Mich macht das Frühlingslicht jeweils quirlig. Und es blendet mich.
Und diesmal brachte es zum Thema passende Erinnerungen wieder an die
Oberfläche. Vor meinen inneren Augen lief kürzlich jene Filmsequenz aus
der Ausstellung in Erstfeld ab, als die beiden Strahler ihre im
Planggenstock gefundenen Riesenkristalle ins Freie führten. Sehr
behutsam, sehr besorgt, dass sie vom Sonnenlicht nicht erschreckt
wurden. Sie waren Jahrmillionen im Dunkeln, vom Gestein gehalten. Sie
ohne Risse ins Tageslicht zu führen, gelang nur, weil die Männer
vorsichtig und der Energie im Stein gegenüber respektvoll vorgingen.
(Siehe auch Blog vom 4.10.2007: Flüelen UR: Begegnung mit kräftigenden Riesenkristallen).
Für mich ist diese Kristallgeschichte eine Metapher für das Leben
von uns allen. Aus dem Dunkel der Gebärmutter finden wir den Weg ins
Licht. Manche schaffen es mit der Mutter allein, andere werden ins Leben
geholt. Die Augen aber bleiben in beiden Fällen vorerst geschlossen.
Das ist ihr natürlicher Schutz.
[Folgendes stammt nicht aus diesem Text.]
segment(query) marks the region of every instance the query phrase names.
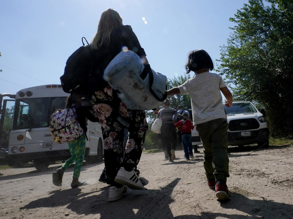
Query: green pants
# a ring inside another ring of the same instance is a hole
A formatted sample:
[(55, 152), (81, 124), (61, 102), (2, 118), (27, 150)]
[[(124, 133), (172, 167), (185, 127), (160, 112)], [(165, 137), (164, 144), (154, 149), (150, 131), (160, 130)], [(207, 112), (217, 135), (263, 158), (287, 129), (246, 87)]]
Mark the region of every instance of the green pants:
[(73, 178), (79, 178), (86, 150), (86, 136), (84, 133), (77, 139), (68, 142), (68, 144), (71, 157), (66, 161), (62, 167), (66, 170), (75, 162)]
[(227, 154), (227, 119), (217, 119), (196, 125), (204, 147), (204, 167), (208, 179), (226, 182), (229, 175)]

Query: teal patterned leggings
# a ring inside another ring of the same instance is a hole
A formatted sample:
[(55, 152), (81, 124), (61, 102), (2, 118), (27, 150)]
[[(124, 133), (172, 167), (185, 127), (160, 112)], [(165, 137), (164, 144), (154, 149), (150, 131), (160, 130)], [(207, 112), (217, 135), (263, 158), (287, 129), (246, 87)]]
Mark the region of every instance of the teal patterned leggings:
[(75, 162), (73, 178), (79, 178), (86, 150), (86, 136), (84, 133), (77, 139), (68, 142), (68, 144), (71, 157), (66, 161), (62, 167), (66, 170)]

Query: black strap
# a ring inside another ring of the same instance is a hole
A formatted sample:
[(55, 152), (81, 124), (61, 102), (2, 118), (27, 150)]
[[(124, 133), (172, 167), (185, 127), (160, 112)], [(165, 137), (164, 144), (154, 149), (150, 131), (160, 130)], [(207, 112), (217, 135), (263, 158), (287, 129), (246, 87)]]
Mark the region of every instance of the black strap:
[(86, 44), (84, 44), (84, 39), (86, 40), (86, 43), (88, 44), (88, 45), (89, 45), (89, 44), (88, 43), (88, 41), (86, 40), (86, 38), (84, 36), (83, 36), (82, 37), (81, 37), (81, 42), (82, 42), (82, 45), (83, 45), (84, 46), (86, 45)]
[[(163, 94), (163, 97), (162, 98), (160, 98), (158, 96), (151, 88), (151, 87), (153, 86), (153, 83), (154, 83), (154, 75), (153, 74), (153, 72), (151, 68), (151, 66), (149, 64), (144, 64), (144, 69), (141, 74), (141, 77), (142, 78), (143, 77), (144, 77), (145, 78), (146, 76), (146, 74), (149, 74), (149, 91), (156, 99), (161, 102), (162, 102), (167, 98), (167, 84), (166, 84), (166, 90), (165, 93)], [(142, 75), (143, 74), (143, 75)]]

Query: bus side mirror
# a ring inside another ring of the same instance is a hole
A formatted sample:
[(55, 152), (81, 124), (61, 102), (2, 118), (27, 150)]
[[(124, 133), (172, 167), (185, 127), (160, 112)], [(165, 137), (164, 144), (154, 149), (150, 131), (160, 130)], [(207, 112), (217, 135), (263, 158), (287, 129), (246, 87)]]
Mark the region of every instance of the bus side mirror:
[(265, 117), (265, 111), (264, 109), (262, 109), (260, 110), (260, 113), (263, 115), (264, 117)]

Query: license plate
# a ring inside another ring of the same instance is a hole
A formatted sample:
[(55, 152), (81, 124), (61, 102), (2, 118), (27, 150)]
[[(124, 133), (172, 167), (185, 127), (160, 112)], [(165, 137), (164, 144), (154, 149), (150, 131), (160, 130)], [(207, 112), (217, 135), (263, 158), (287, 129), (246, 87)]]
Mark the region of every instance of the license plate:
[(52, 147), (53, 146), (53, 143), (43, 143), (42, 144), (42, 147), (43, 148), (46, 148), (47, 147)]
[(241, 132), (241, 136), (250, 136), (250, 132)]

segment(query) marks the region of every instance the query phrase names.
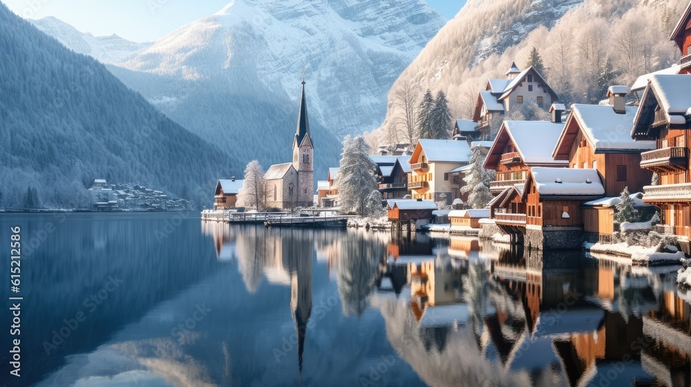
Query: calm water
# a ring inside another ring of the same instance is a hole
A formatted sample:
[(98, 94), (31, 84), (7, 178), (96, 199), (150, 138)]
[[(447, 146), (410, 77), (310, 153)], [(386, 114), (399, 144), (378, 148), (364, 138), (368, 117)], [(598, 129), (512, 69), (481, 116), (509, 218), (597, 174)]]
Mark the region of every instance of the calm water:
[(3, 386), (691, 384), (676, 267), (196, 214), (1, 214), (5, 256), (17, 225), (22, 376), (3, 312)]

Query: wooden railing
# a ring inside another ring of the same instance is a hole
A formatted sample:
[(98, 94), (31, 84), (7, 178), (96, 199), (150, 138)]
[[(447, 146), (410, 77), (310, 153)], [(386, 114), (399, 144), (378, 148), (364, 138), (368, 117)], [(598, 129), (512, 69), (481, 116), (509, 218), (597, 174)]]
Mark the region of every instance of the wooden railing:
[(494, 220), (504, 223), (525, 224), (525, 214), (500, 214), (495, 213)]
[(410, 169), (413, 171), (421, 171), (427, 170), (430, 169), (430, 164), (426, 162), (418, 162), (416, 164), (411, 164)]
[(429, 188), (429, 182), (412, 182), (408, 183), (408, 187), (410, 189), (419, 189), (421, 188)]

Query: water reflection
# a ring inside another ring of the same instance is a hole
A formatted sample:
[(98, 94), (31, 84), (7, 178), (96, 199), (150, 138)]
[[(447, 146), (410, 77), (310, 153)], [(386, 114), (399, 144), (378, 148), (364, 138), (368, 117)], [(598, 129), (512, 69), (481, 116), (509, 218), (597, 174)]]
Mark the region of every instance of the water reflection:
[[(75, 216), (32, 256), (23, 366), (37, 372), (8, 385), (691, 383), (676, 267), (193, 218), (159, 239), (169, 215), (108, 216)], [(46, 356), (108, 276), (126, 286)]]

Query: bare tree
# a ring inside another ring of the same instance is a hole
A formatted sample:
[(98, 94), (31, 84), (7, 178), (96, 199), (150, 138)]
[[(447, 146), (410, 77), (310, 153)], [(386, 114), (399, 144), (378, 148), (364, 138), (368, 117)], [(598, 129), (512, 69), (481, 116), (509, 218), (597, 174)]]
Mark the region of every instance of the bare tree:
[(264, 180), (264, 169), (254, 160), (245, 168), (245, 182), (238, 194), (238, 201), (243, 205), (257, 211), (266, 209), (267, 187)]

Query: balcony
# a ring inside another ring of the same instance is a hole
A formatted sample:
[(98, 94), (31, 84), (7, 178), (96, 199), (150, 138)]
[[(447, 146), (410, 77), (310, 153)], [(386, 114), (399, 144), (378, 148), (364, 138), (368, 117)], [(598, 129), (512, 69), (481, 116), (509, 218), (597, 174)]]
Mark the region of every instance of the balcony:
[(379, 185), (379, 190), (381, 191), (406, 189), (408, 185), (404, 182), (392, 182)]
[(408, 183), (408, 188), (410, 189), (429, 189), (429, 182), (412, 182)]
[(521, 159), (520, 155), (518, 152), (511, 152), (510, 153), (506, 153), (502, 155), (502, 160), (500, 160), (500, 164), (502, 165), (513, 165), (515, 164), (520, 164)]
[(526, 224), (525, 214), (501, 214), (495, 213), (494, 220), (497, 223), (509, 225), (524, 225)]
[(643, 187), (643, 202), (648, 204), (691, 202), (691, 183), (649, 185)]
[(430, 164), (426, 162), (418, 162), (417, 164), (411, 164), (410, 169), (413, 171), (422, 171), (423, 173), (426, 173), (430, 169)]
[(672, 147), (641, 153), (641, 167), (658, 173), (679, 173), (688, 169), (689, 149)]
[(498, 180), (489, 183), (489, 191), (492, 194), (500, 194), (502, 191), (513, 187), (517, 184), (525, 184), (525, 179), (518, 180)]

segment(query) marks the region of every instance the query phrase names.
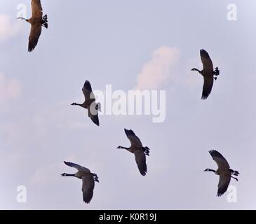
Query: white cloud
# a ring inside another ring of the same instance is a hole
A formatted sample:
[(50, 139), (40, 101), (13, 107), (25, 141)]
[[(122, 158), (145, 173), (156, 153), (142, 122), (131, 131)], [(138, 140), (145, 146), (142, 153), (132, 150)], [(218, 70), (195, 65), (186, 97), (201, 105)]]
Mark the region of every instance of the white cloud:
[(15, 78), (7, 79), (0, 74), (0, 104), (16, 99), (21, 93), (21, 84)]
[(13, 38), (21, 30), (20, 23), (13, 22), (10, 15), (0, 15), (0, 41)]
[(166, 81), (173, 79), (172, 69), (180, 58), (177, 48), (161, 46), (154, 50), (137, 78), (136, 90), (156, 90)]

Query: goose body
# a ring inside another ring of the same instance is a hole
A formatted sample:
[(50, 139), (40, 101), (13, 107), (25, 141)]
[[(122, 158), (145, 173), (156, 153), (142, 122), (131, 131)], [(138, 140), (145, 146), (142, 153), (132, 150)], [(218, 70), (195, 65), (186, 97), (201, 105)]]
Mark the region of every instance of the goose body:
[(213, 62), (206, 50), (200, 50), (200, 56), (203, 63), (203, 70), (200, 71), (196, 68), (191, 71), (197, 71), (203, 76), (203, 86), (202, 92), (203, 100), (206, 99), (212, 92), (214, 79), (217, 80), (217, 76), (220, 74), (217, 67), (213, 70)]
[(22, 17), (18, 19), (24, 20), (30, 23), (31, 29), (29, 37), (28, 51), (32, 52), (36, 46), (42, 26), (48, 28), (47, 15), (43, 17), (43, 8), (40, 0), (32, 0), (31, 1), (32, 15), (29, 19), (25, 19)]
[(100, 121), (98, 118), (98, 111), (101, 111), (100, 103), (95, 102), (95, 97), (93, 94), (90, 83), (88, 80), (86, 80), (84, 83), (82, 91), (84, 95), (84, 102), (83, 104), (73, 103), (71, 105), (80, 106), (88, 110), (88, 115), (90, 118), (91, 120), (100, 126)]
[(213, 160), (217, 163), (218, 169), (217, 170), (206, 169), (204, 171), (213, 172), (216, 175), (220, 176), (217, 196), (220, 197), (227, 191), (231, 178), (238, 181), (238, 178), (232, 175), (238, 176), (239, 172), (230, 169), (229, 164), (226, 159), (217, 150), (211, 150), (209, 151), (209, 153)]
[(123, 148), (131, 153), (133, 153), (135, 158), (140, 173), (142, 176), (147, 174), (146, 155), (149, 155), (149, 148), (146, 146), (143, 147), (140, 139), (135, 135), (133, 130), (124, 130), (127, 138), (130, 140), (130, 146), (129, 148), (119, 146), (117, 148)]
[(90, 203), (93, 196), (95, 181), (99, 182), (97, 174), (91, 173), (89, 169), (81, 167), (77, 164), (69, 162), (64, 162), (64, 163), (69, 167), (76, 168), (78, 172), (74, 174), (63, 173), (61, 176), (74, 176), (81, 179), (83, 202), (86, 204)]

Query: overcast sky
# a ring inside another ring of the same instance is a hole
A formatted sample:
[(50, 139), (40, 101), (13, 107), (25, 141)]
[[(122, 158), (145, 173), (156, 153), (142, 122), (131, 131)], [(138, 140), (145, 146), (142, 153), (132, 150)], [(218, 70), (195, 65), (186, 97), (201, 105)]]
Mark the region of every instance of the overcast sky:
[[(27, 52), (29, 24), (17, 6), (0, 1), (0, 209), (256, 209), (256, 1), (250, 0), (42, 0), (49, 29)], [(227, 6), (237, 6), (229, 21)], [(206, 101), (199, 50), (220, 75)], [(81, 88), (166, 91), (166, 118), (100, 115), (82, 102)], [(150, 148), (148, 173), (139, 173), (123, 128)], [(237, 202), (217, 197), (215, 149), (241, 173)], [(97, 174), (90, 204), (69, 160)], [(19, 186), (27, 203), (16, 201)]]

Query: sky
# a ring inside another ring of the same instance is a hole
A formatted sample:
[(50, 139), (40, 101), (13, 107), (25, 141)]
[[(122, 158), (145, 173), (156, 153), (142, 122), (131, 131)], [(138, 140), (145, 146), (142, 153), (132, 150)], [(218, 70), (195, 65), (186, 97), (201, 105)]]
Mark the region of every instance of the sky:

Auf das Neugeborene soll kein grelles
Licht fallen.
Dass wir den Frühling jedes Jahr erleben, gehört zu den lehrreichen
Lebenserfahrungen. Wir sprechen ja allgemein gern über das Wetter und
seine Stimmungen. Und daraus höre ich immer auch die Freude anderer
Menschen an der wieder erwachten Natur. Es ist, als ob sie uns von einer
unausgesprochene Angst befreite, eines Tages einfach zu streiken. Wir
wissen wohl, was wir ihr alles zumuten. Was sie ob unserer Eingriffe
alles ertragen muss.
Heute Morgen im Wald, als die spröde Sonne den Raum
ausleuchtete, die Brauntöne der noch unbelaubten Bäume anschien und ich
den Waldboden mit seiner Fülle an Buschwindröschen und Schlüsselblumen
bewunderte, musste ich einfach gut hörbar aussprechen: Danke, dass ihr
immer noch mitmacht, eure Bestimmung immer noch lebt.